Although preliminary studies may suggest that natural gas could contribute far more to global warming than previously thought, it looks as though Congress may be asking for support of a bill that would replace diesel with natural gas in heavy vehicles. General Motors is on board.

Natural gas is available in abundance, and can offer a solution to the U.S. dependence on foreign oil. With the future of green technology possibly moving in the direction of natural gas, General Motors has announced the finalization of the all new Compressed Natural Gas (CNG)-powered van named the Chevrolet “Express,” as well as a full-size van called the “Savana” for GM’s fleet consumers to have the option of a CNG fuel system.  

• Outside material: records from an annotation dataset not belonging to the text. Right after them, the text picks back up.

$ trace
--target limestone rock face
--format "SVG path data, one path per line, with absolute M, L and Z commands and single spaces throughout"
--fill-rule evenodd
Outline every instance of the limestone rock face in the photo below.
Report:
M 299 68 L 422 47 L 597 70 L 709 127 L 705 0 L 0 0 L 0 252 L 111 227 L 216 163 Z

GM announced that in May that it would be the first and only automaker to offer a natural gas-powered commercial van. “Our focus from the beginning has been to offer fleet customers a simple ‘check the box’ approach with our CNG Chevrolet Express and Savana vans,” said Brian Small, general manager, GM Fleet and Commercial Operations. “Our robust production process is a key enabler and certainly separates us from any competitive offering.”

GM says the vans will all meet (EPA) and California Air Resources Board (CARB) emission certification requirements, although there are arguments regarding whether or not natural gas is is substantially cleaner than diesel. Some environmentalists are saying that the reports stating resulting in the emission of about 25 percent less greenhouse gas are false, but for now, GM plans to capitalize on the 25% less emissions.

The Vortec 6.0L V8 engine will be utilized in the Savana. GM engineers modified the vehicle to improve wear and durability. The engines will then be put into the Chevrolet Express and GMC Savana vans at GM’s Wentzville, Missouri plant. GM has selected an alternative fuel conservation company, Productive Concepts (PCI), to be part of the production team for the Chevrolet Savana and Express to integrate the CNG fuel system with the Vortec at its facility in Union City, Indiana.
Once the CNG system is integrated into the vans, they can be shipped to specialty vehicle manufacturers to have commercial equipment added, or directly to GM dealers. The Savana is projected to be available in the fall of 2010, so while the jury is still out on the safety of natural gas, it seems that final emissions testing and evaluation of enviromental effects of natural gas vehicles can be conducted on real life automobiles on the road.